Other anti-viral drugs have been investigated in the treatment of HEV in view of potential treatment failure with ribavirin. The role of sofosbuvir, a directly acting antiviral which is the oral prodrug of a nucleotide hepatitis C virus-RNA-dependent polymerase inhibitor, has been studied. Dao Thi demonstrated that sofosbuvir efficiently inhibited HEV genotype 3 replication in vitro.[138] Furthermore, this group was able to demonstrate an additive effect when combined with ribavirin. The authors of this paper did recognise that the anti-HEV property of sofosbuvir is less marked than its anti-hepatitis C property, and clinical studies were required to confirm the efficacy of sofosbuvir in treating human HEV infection, particularly in those who have failed to clear HEV with ribavirin therapy alone. Following this, Donnelly described a patient with chronic hepatitis C and HEV infection post-transplant, who was treated with sofosbuvir and daclatasvir (predominantly for hepatitis C infection and in view of previous ribavirin intolerance) and observed the effects of this treatment on HEV RNA and HEV-specific T-cell responses.[139] Despite the previous report of the inhibition of HEV replication in vitro with sofosbuvir, in this human study, no effect was seen on either HEV RNA levels or HEV-specific T-cell responses. Brown later characterised host T-cell responses against HEV and similarly demonstrated that in organ transplant recipients, anti-HEV T-cell responses were reduced in breadth and magnitude.[140] Another group studied the effect of sofosbuvir combined with ribavirin against HEV genotype 3 infection in a human patient: sofosbuvir at a standard dose had some anti-viral activity against HEV (as evidenced by a decline in HEV RNA levels) but was not potent enough to induce viral clearance.[141] The authors suggest that higher doses of sofosbuvir may be required to completely suppress viral replication; this would be an expensive approach to HEV treatment, and the potential side effects with this dose of therapy are unknown.

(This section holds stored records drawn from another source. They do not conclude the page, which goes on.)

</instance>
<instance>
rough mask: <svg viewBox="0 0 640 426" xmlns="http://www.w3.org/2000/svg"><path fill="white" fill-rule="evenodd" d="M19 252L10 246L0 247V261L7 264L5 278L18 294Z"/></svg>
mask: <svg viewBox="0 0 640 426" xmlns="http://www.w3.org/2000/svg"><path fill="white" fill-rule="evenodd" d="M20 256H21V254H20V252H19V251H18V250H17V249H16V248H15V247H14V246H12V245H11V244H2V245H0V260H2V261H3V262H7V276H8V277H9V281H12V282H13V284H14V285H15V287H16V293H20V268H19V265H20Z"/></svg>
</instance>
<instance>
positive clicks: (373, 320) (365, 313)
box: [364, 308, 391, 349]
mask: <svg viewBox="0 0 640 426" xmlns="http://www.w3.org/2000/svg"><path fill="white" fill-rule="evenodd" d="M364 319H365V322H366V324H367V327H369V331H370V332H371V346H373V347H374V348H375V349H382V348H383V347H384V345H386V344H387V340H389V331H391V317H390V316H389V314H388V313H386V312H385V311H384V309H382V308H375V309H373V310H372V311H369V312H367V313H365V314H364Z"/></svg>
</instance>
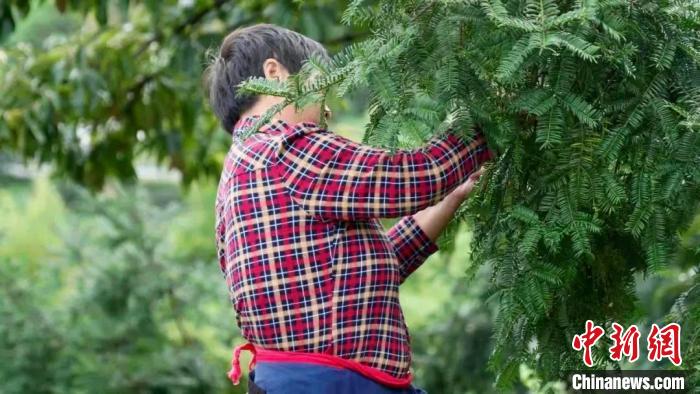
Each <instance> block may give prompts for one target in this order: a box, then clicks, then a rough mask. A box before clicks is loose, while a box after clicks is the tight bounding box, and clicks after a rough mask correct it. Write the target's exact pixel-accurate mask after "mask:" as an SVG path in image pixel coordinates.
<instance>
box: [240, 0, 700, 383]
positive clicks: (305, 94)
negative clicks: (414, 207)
mask: <svg viewBox="0 0 700 394" xmlns="http://www.w3.org/2000/svg"><path fill="white" fill-rule="evenodd" d="M343 19H344V21H345V22H347V23H350V24H355V25H359V26H365V27H368V28H369V29H370V30H371V31H372V34H371V35H370V37H368V39H366V40H364V41H361V42H358V43H355V44H353V45H352V46H350V47H348V48H347V49H346V50H345V51H344V52H342V53H340V54H339V55H337V56H336V57H334V59H333V60H332V61H331V64H329V65H324V64H320V63H319V62H317V61H312V62H309V63H308V64H307V68H306V70H305V71H304V73H303V74H306V75H311V74H312V73H317V74H320V77H317V78H316V79H315V80H314V82H313V83H310V84H307V85H306V86H304V85H303V84H301V83H300V80H298V79H293V80H292V81H291V82H290V83H289V84H287V85H286V86H279V84H275V85H272V84H270V83H269V82H266V81H251V82H249V83H247V84H246V85H245V87H246V89H248V90H249V91H251V92H256V93H267V94H275V95H281V96H284V97H285V98H286V101H287V102H288V103H296V102H300V101H301V100H304V99H305V97H307V96H308V97H311V96H315V97H316V99H317V100H325V99H326V98H327V97H328V95H329V94H331V93H330V92H332V91H335V93H336V94H338V95H343V94H345V93H346V92H348V91H350V90H354V89H367V90H369V91H370V92H371V100H370V122H369V124H368V125H367V130H366V135H365V140H366V141H367V142H370V143H373V144H375V145H379V146H384V147H386V148H390V149H395V148H400V147H407V146H416V145H418V144H420V143H421V142H424V141H425V140H426V139H427V138H428V137H431V136H432V135H435V134H439V133H442V132H443V131H445V130H447V129H449V128H451V129H453V130H455V131H456V132H458V133H463V134H469V133H470V130H472V129H473V128H474V127H480V128H482V129H483V130H484V131H485V134H486V135H487V138H488V140H489V143H490V145H491V146H492V148H494V149H495V150H497V151H498V152H499V155H498V158H497V160H496V161H495V163H493V166H492V168H491V170H490V172H489V173H488V175H487V177H486V178H487V182H488V186H486V187H484V188H482V189H481V190H480V195H479V196H478V197H477V198H473V199H471V200H470V201H471V203H470V204H469V207H468V209H464V210H463V211H462V212H461V213H460V215H459V216H460V218H463V217H464V214H465V213H466V212H470V213H472V214H473V216H471V217H472V218H473V221H474V224H473V227H474V231H475V241H474V245H475V246H474V258H475V260H476V264H474V265H473V267H474V268H476V267H478V266H480V265H482V264H490V265H491V266H492V267H493V276H492V278H491V284H492V288H491V300H492V301H493V302H495V303H496V304H497V311H498V313H497V316H496V320H495V340H496V342H495V350H494V352H493V354H492V356H491V366H492V367H493V369H494V370H495V371H497V372H498V383H499V384H500V385H501V386H507V385H508V384H510V383H511V382H513V381H514V379H515V378H516V377H517V373H518V368H519V366H520V365H521V364H523V363H525V364H528V365H530V366H532V367H535V368H536V369H537V370H538V371H539V373H541V374H542V376H543V377H545V378H546V379H556V378H558V377H562V373H563V371H565V370H572V369H577V368H581V367H582V363H581V356H580V354H578V353H576V352H574V351H573V350H572V349H571V338H572V337H573V336H574V335H575V334H576V333H579V332H581V331H582V330H583V327H584V322H585V320H586V319H592V320H594V321H596V322H597V323H599V324H601V323H602V324H606V325H608V327H609V324H610V323H611V322H612V321H617V322H621V323H625V322H629V321H630V319H632V318H633V317H634V302H635V301H636V296H635V294H634V288H633V285H634V275H635V274H636V273H653V272H657V271H658V270H659V269H661V268H663V267H664V266H666V265H667V264H668V261H669V259H670V257H671V256H670V253H671V251H672V250H673V249H675V246H676V245H677V243H678V233H679V232H680V231H681V230H682V229H684V228H686V227H687V226H688V222H689V220H690V219H691V218H692V213H693V212H695V209H696V207H697V204H698V196H700V125H699V123H698V121H699V117H700V111H699V109H700V85H699V84H698V82H699V81H700V74H699V73H698V62H699V60H700V56H699V55H700V52H698V49H699V48H698V33H697V32H698V25H699V24H700V2H697V1H669V0H665V1H635V2H630V1H621V0H607V1H604V0H601V1H595V0H581V1H566V0H536V1H534V0H506V1H502V0H482V1H476V0H472V1H451V0H442V1H440V0H439V1H431V2H424V1H411V0H405V1H392V2H382V3H381V4H379V5H373V4H366V3H365V2H363V1H361V0H357V1H353V2H352V3H351V4H350V6H349V7H348V9H347V10H346V11H345V13H344V15H343ZM609 332H610V331H609ZM683 341H684V344H687V342H688V341H690V337H685V338H683ZM686 348H690V347H689V346H688V347H686ZM594 359H595V362H596V363H597V364H598V365H599V366H604V365H605V364H609V363H610V361H609V358H608V356H607V348H606V347H603V346H600V347H597V348H596V349H595V353H594Z"/></svg>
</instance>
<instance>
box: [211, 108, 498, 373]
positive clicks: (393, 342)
mask: <svg viewBox="0 0 700 394" xmlns="http://www.w3.org/2000/svg"><path fill="white" fill-rule="evenodd" d="M253 121H254V119H253V118H245V119H242V120H240V121H239V122H238V123H237V124H236V126H235V128H234V137H235V136H237V135H239V134H240V133H241V132H243V131H244V130H245V128H246V127H248V126H250V125H251V124H252V122H253ZM490 157H491V153H490V151H489V150H488V149H487V146H486V142H485V140H484V138H483V136H482V135H481V134H477V136H475V137H474V139H473V140H471V142H470V141H466V140H464V139H462V138H460V137H457V136H455V135H453V134H447V135H445V136H444V137H441V138H437V137H436V138H433V139H432V140H431V141H429V143H428V144H427V145H426V146H424V147H422V148H419V149H415V150H399V151H398V152H396V153H394V154H390V153H389V152H388V151H386V150H382V149H377V148H373V147H370V146H366V145H361V144H358V143H355V142H353V141H351V140H348V139H346V138H343V137H341V136H339V135H337V134H334V133H331V132H329V131H326V130H323V129H320V128H319V127H318V126H317V125H315V124H313V123H300V124H297V125H294V126H291V125H288V124H286V123H284V122H282V121H276V122H272V123H270V124H268V125H266V126H264V127H263V128H262V129H261V130H260V131H259V132H258V133H256V134H254V135H252V136H251V137H249V138H248V139H246V140H245V141H240V139H238V138H234V140H233V143H232V146H231V149H230V151H229V153H228V155H227V157H226V161H225V164H224V169H223V172H222V174H221V179H220V183H219V190H218V195H217V200H216V232H217V241H218V251H219V264H220V267H221V271H222V272H223V274H224V276H225V278H226V284H227V286H228V289H229V292H230V299H231V302H232V303H233V306H234V308H235V310H236V320H237V324H238V326H239V327H240V329H241V331H242V334H243V337H244V338H246V339H247V340H248V341H249V342H251V343H253V344H255V345H258V346H260V347H262V348H269V349H275V350H283V351H294V352H311V353H323V354H330V355H334V356H339V357H341V358H344V359H349V360H354V361H357V362H359V363H361V364H363V365H366V366H369V367H371V368H375V369H377V370H379V371H382V372H385V373H387V374H389V375H391V376H393V377H396V378H399V379H403V378H406V377H408V376H410V372H409V367H410V364H411V350H410V339H409V334H408V329H407V327H406V324H405V322H404V316H403V313H402V311H401V306H400V305H399V285H400V284H401V283H402V282H403V281H404V280H406V278H407V277H408V276H409V275H410V274H411V273H412V272H413V271H414V270H416V268H418V267H419V266H420V265H421V264H422V263H423V262H424V261H425V259H426V258H427V257H428V256H429V255H430V254H431V253H433V252H435V251H436V250H437V246H436V245H435V243H433V242H432V241H431V240H430V239H429V238H428V237H427V235H426V234H425V233H424V232H423V230H421V228H420V227H419V226H418V225H417V224H416V221H415V220H414V218H413V216H412V214H413V213H416V212H418V211H419V210H421V209H423V208H426V207H428V206H431V205H434V204H435V203H437V202H439V201H440V200H441V199H442V198H443V197H444V196H445V195H447V194H448V193H449V192H450V191H452V190H453V189H454V188H455V187H457V186H458V185H459V184H461V183H462V182H464V181H466V179H467V178H468V176H469V175H470V174H471V173H472V172H474V171H475V170H476V169H478V167H479V166H480V164H481V163H482V162H484V161H486V160H488V159H489V158H490ZM391 217H401V219H400V220H399V221H398V222H397V223H396V224H395V225H394V226H393V227H391V228H390V229H389V230H388V231H385V229H384V228H383V227H382V225H381V223H380V222H379V218H391Z"/></svg>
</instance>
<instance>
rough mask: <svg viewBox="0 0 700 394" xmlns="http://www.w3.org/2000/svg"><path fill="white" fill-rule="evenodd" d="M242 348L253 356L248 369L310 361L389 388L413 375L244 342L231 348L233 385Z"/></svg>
mask: <svg viewBox="0 0 700 394" xmlns="http://www.w3.org/2000/svg"><path fill="white" fill-rule="evenodd" d="M242 350H248V351H249V352H250V353H251V354H252V355H253V358H252V359H251V360H250V363H249V364H248V370H249V371H250V370H252V369H253V368H254V367H255V363H256V362H257V361H258V360H259V361H271V362H293V363H294V362H296V363H311V364H317V365H324V366H328V367H332V368H341V369H348V370H351V371H354V372H357V373H359V374H360V375H362V376H364V377H366V378H368V379H371V380H373V381H375V382H377V383H380V384H382V385H385V386H387V387H391V388H408V387H409V386H410V385H411V381H412V380H413V376H412V375H411V374H410V373H409V374H408V375H406V377H404V378H397V377H395V376H392V375H389V374H388V373H386V372H384V371H380V370H378V369H376V368H372V367H369V366H367V365H364V364H361V363H359V362H357V361H354V360H347V359H344V358H341V357H338V356H333V355H330V354H323V353H305V352H288V351H281V350H270V349H264V348H261V347H256V346H255V345H253V344H252V343H250V342H248V343H244V344H241V345H238V346H236V348H235V349H234V350H233V359H232V360H231V370H230V371H229V372H228V377H229V379H231V382H233V384H234V385H237V384H238V383H239V381H240V378H241V366H240V360H239V358H240V355H241V351H242Z"/></svg>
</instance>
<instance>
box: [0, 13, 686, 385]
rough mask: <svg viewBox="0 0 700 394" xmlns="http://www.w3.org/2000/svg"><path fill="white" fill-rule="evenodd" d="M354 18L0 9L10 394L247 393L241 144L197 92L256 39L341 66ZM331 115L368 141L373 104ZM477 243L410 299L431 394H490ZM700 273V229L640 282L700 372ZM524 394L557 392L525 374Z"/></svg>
mask: <svg viewBox="0 0 700 394" xmlns="http://www.w3.org/2000/svg"><path fill="white" fill-rule="evenodd" d="M344 7H345V2H330V1H328V2H327V1H315V2H304V3H302V4H300V3H297V2H293V1H238V2H231V1H212V0H209V1H204V0H202V1H200V0H189V1H185V0H180V1H163V2H156V1H143V2H137V1H131V2H130V1H128V0H121V1H114V2H108V1H100V0H98V1H86V2H83V1H69V0H62V1H61V0H59V1H55V2H54V1H3V2H0V92H2V94H1V95H0V360H3V361H2V362H0V392H3V393H44V392H46V393H48V392H52V393H76V392H77V393H81V392H85V393H88V392H89V393H92V392H96V393H112V392H114V393H123V392H137V393H171V392H172V393H208V392H218V393H223V392H231V393H235V392H240V393H242V392H245V384H243V385H241V386H237V387H234V386H232V385H231V384H230V381H229V380H228V379H227V377H226V371H227V370H228V367H229V360H230V355H231V354H230V353H231V349H232V347H233V346H234V345H235V344H237V343H239V342H240V340H241V338H240V337H239V333H238V329H237V328H236V326H235V319H234V312H233V309H232V308H231V306H230V304H229V303H228V296H227V293H226V288H225V283H224V280H223V277H221V273H220V271H219V268H218V265H217V263H216V259H215V245H214V231H213V229H214V223H213V220H214V214H213V203H214V193H215V187H216V182H217V177H218V173H219V171H220V165H221V162H222V159H223V156H224V154H225V152H226V149H227V144H228V138H229V137H228V136H227V135H226V134H225V133H223V132H222V131H221V130H220V129H219V128H218V125H217V122H216V120H215V119H214V118H213V116H212V115H211V113H210V111H208V109H207V108H206V104H205V100H204V96H203V94H202V93H199V92H201V91H202V89H201V74H202V71H203V69H204V67H205V65H206V62H207V56H208V55H207V51H208V50H211V49H213V48H215V47H216V45H218V43H219V42H220V40H221V39H222V38H223V36H224V35H225V34H226V33H227V32H229V31H230V30H232V29H233V28H235V27H236V26H240V25H243V24H248V23H253V22H257V21H266V22H272V23H277V24H280V25H284V26H288V27H290V28H293V29H296V30H298V31H300V32H302V33H304V34H307V35H309V36H311V37H313V38H315V39H318V40H320V41H321V42H323V43H324V44H326V45H327V46H328V47H329V49H330V50H331V52H336V51H337V50H339V49H340V48H342V47H343V46H345V45H348V44H350V43H352V42H353V40H355V39H357V38H359V37H362V36H363V35H364V34H366V33H367V32H363V31H358V30H352V29H349V28H347V27H344V26H342V25H341V24H340V22H339V21H340V14H341V13H342V10H343V9H344ZM331 104H332V107H333V108H334V112H335V114H336V120H335V121H334V122H333V123H332V124H331V128H332V129H333V130H335V131H337V132H339V133H341V134H344V135H346V136H348V137H350V138H353V139H356V140H360V139H361V137H362V134H361V133H362V129H363V124H364V122H365V115H364V109H365V108H364V105H365V102H364V101H363V97H362V96H361V95H357V96H354V97H350V98H349V99H348V100H346V101H342V102H334V103H331ZM389 224H390V222H387V223H386V225H387V226H388V225H389ZM469 242H470V232H469V226H468V224H466V223H465V224H464V225H462V226H461V227H460V228H459V230H458V231H456V232H455V233H450V234H445V236H444V237H443V238H442V239H441V240H440V243H441V249H442V250H441V252H439V253H437V254H436V255H434V256H432V257H431V258H430V259H429V260H428V261H427V262H426V264H425V265H424V266H423V267H422V268H421V269H420V270H419V271H418V272H416V273H415V274H414V276H413V277H412V278H411V279H410V280H408V281H407V282H406V283H405V284H404V285H403V287H402V289H401V300H402V305H403V307H404V312H405V315H406V317H407V320H408V326H409V329H410V331H411V334H412V343H413V346H414V369H415V373H416V383H417V384H418V385H419V386H421V387H423V388H425V389H427V390H428V391H429V392H432V393H485V392H491V391H493V390H494V389H493V388H492V383H493V380H494V376H493V375H492V373H491V372H490V371H489V370H488V365H487V360H488V356H489V354H490V352H491V335H492V331H491V322H492V321H493V318H494V316H493V308H492V305H491V304H490V303H489V302H488V292H487V283H488V278H489V272H488V268H484V269H482V270H480V271H479V272H477V273H476V274H475V275H474V277H473V278H471V279H469V280H467V278H466V276H465V271H466V270H467V269H468V267H469V256H465V255H464V254H462V253H451V250H452V247H451V246H453V245H456V244H458V245H460V248H459V249H460V250H468V248H467V247H463V245H467V244H468V243H469ZM699 256H700V216H698V217H696V219H695V222H694V225H693V226H692V227H691V229H690V230H689V231H688V232H687V233H686V234H683V243H682V245H681V247H680V249H679V250H678V251H676V254H675V257H674V262H673V264H669V268H668V269H666V270H665V271H664V272H662V273H661V274H660V275H657V276H654V277H648V278H643V277H639V278H638V280H637V293H638V295H639V297H640V300H641V302H640V303H639V305H637V306H636V307H637V310H638V316H639V320H638V324H640V325H641V326H643V327H647V326H648V325H650V324H651V322H659V321H663V319H664V318H665V317H666V316H669V315H673V316H676V317H679V318H680V319H681V320H682V321H684V322H685V323H686V324H684V325H683V330H684V331H685V332H688V333H691V335H689V336H688V338H689V339H688V340H687V341H686V342H685V343H684V344H683V348H682V349H683V351H684V352H685V355H686V358H685V360H684V361H685V363H686V364H687V365H690V366H700V359H698V357H700V356H698V354H700V349H698V347H700V344H698V341H696V338H697V333H698V332H700V331H699V330H700V327H698V325H697V322H698V321H700V316H698V314H699V313H700V312H698V310H697V308H695V309H693V308H690V309H689V308H687V307H686V306H687V305H697V304H698V303H697V302H694V301H693V300H697V298H698V296H699V295H698V293H700V290H699V288H698V284H697V283H698V279H697V270H698V265H699V264H700V263H699V262H700V257H699ZM679 297H684V298H683V300H684V302H683V303H678V302H677V300H678V299H679ZM679 305H680V306H679ZM681 306H682V307H681ZM693 333H695V334H693ZM243 361H244V362H246V361H247V360H243ZM640 364H641V365H640ZM635 367H642V368H643V367H650V365H648V364H646V365H645V363H644V362H638V363H637V364H635ZM517 390H519V391H521V392H527V391H529V392H557V391H560V390H561V385H560V384H559V383H557V382H542V381H540V380H539V379H538V377H537V376H536V375H535V374H534V373H533V372H532V370H530V369H528V367H527V366H522V368H521V382H520V384H519V386H518V388H517Z"/></svg>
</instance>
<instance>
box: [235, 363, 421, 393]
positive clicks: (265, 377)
mask: <svg viewBox="0 0 700 394" xmlns="http://www.w3.org/2000/svg"><path fill="white" fill-rule="evenodd" d="M248 389H249V391H248V393H249V394H427V393H426V391H425V390H422V389H418V388H415V387H414V386H410V387H409V388H405V389H394V388H390V387H386V386H383V385H381V384H379V383H377V382H374V381H372V380H370V379H368V378H366V377H364V376H362V375H360V374H359V373H357V372H354V371H351V370H348V369H342V368H333V367H328V366H324V365H318V364H311V363H297V362H295V363H287V362H269V361H265V362H258V363H257V364H256V366H255V369H253V370H252V371H250V373H249V374H248Z"/></svg>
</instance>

An American study analysed the prevalence and clinical consequences of HEV infection in patients who had previously undergone liver transplantation for chronic hepatitis C infection.[142] 42% of patients had detectable anti-HEV IgG at some point from baseline (pre-transplantation) until the end of the 5 year follow-up period; five patients were anti-HEV IgM positive pre-transplant, one patient demonstrated IgM seroconversion post-transplant and eight patients had IgG seroconversion post-transplant. Of those patients seroconverting post-transplant, eight had been treated for hepatitis C recurrence before or at the time of seroconversion. The authors felt that post-transplant treatment of hepatitis C recurrence with ribavirin/PEG-IFN may have afforded a degree of protection against HEV, and warned that with increasing use of new directly acting anti-viral agents, the prevalence of chronic HEV infection in this population may in fact begin to increase.